E as vítimas são cada vez mais jovens, segundo mostram os números.
Nada de trotes
A reação nas redes sociais de mulheres famosas contra esta violência tem ajudado a conscientizar sobre o poblema, dizem especialistas.
Não foram apenas Jennifer Lawrence e Emma Watson. Há também Caroline Criado-Perez, por exemplo, que por algum tempo tornou-se o principal alvo de abuso online na parte da internet que fala inglês após pedir ao governo britânico para colocar mais mulheres entre os rostos estampados nas cédulas de dinheiro.
Ela foi vítima de uma intensa perseguição em mídias sociais: insultos, provocações e ameaças por outros usuários.
Alguns acreditam que a falta de regulamentação na maioria dos países precisa ser resolvida, além do simples fato que a intimidação digital não é sempre levada a sério.
Danielle Citron, professora da Universidade de Maryland e autora de Hate Crimes in Cyberspace (crimes de ódio no ambiente cibernético, em inglês), analisou as reações mais comuns a ameaças de morte e estupro na internet e descobriu que, às vezes, estas mensagens são consideradas “inofensivas” ou “trotes juvenis”.

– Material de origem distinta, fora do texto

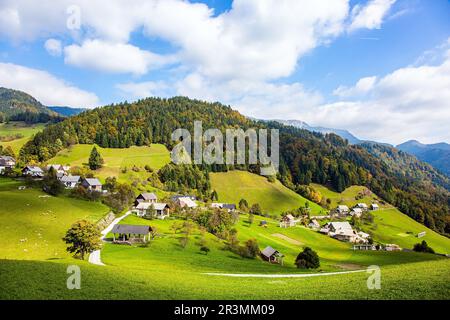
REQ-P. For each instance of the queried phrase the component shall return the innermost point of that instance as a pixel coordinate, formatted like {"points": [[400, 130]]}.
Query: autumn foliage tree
{"points": [[82, 238]]}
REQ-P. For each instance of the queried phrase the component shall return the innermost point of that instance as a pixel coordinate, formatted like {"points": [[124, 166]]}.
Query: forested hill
{"points": [[305, 156], [18, 105]]}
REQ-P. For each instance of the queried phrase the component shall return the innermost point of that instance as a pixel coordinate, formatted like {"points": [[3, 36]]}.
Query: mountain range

E que as ferramentas de denúncia criadas por redes sociais para ajudar seus membros a notificar abusos “apenas um paliativo para um problema do mundo real potencialmente perigoso”.

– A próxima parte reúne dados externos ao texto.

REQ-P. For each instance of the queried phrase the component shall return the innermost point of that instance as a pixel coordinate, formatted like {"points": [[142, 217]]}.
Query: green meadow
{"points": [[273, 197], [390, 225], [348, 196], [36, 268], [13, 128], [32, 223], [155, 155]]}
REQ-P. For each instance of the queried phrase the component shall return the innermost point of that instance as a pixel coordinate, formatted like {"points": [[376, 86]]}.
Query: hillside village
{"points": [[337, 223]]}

Citron tem feito uma campanha nos Estados Unidos por leis que criminalizem a pornografia de vingança – a publicação de imagens sexualmente explícitas sem o consentimento da pessoa fotografada e uma forma de violência doméstica na era digital que já é penalizada em alguns países.
Mas tem enfrentado críticos poderosos, principalmente entre ativistas online que argumentam que uma legislação assim feriria a liberdade de expressão.

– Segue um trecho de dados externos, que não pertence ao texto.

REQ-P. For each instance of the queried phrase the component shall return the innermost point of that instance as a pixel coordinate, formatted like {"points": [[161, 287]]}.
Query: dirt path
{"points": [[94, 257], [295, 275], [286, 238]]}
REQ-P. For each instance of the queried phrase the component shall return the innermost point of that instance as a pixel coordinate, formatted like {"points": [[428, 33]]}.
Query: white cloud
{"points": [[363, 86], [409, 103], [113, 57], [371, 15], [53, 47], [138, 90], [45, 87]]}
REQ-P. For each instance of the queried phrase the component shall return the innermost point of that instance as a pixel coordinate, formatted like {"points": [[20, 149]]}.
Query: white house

Jillian York, diretora da Electronic Frontier Foundation, organização internacional que advoga por direitos civis na rede, acredita que plataformas de mídia social não deveriam filtrar conteúdo para monitorar casos de violência.
“Isso estabelece um precedente perigoso para que determinados grupos exijam censura do Facebook a assuntos de seu interesse”, ela escreveu no site Slate.
Jonathan Bishop, especialista em assédio online, afirma que, na maioria dos sites, os usuários são capazes de controlar o comportamento coletivo, apesar de considerar que leis sejam necessárias quando esta autorregulação falha.
Um estudo recente da ONU pede que integrantes deste mercado – que vão desde provedoras e empresas de serviços de telefonia celular a companhias de redes sociais, videogames e todos os tipos de sites – exerçam essa vigilância.
“Empresas de tecnologia precisam reconhecer explicitamente a violência contra mulheres como um comportamento criminoso” e fornecer “apoio para vítimas/sobreviventes”, afirma o relatório.
Mas o cenário é bem desanimador: estatísticas revelam que uma em cada cinco usuárias de internet vivem em países onde a violência de gênero tem poucas chances de ser punida por meio de lei.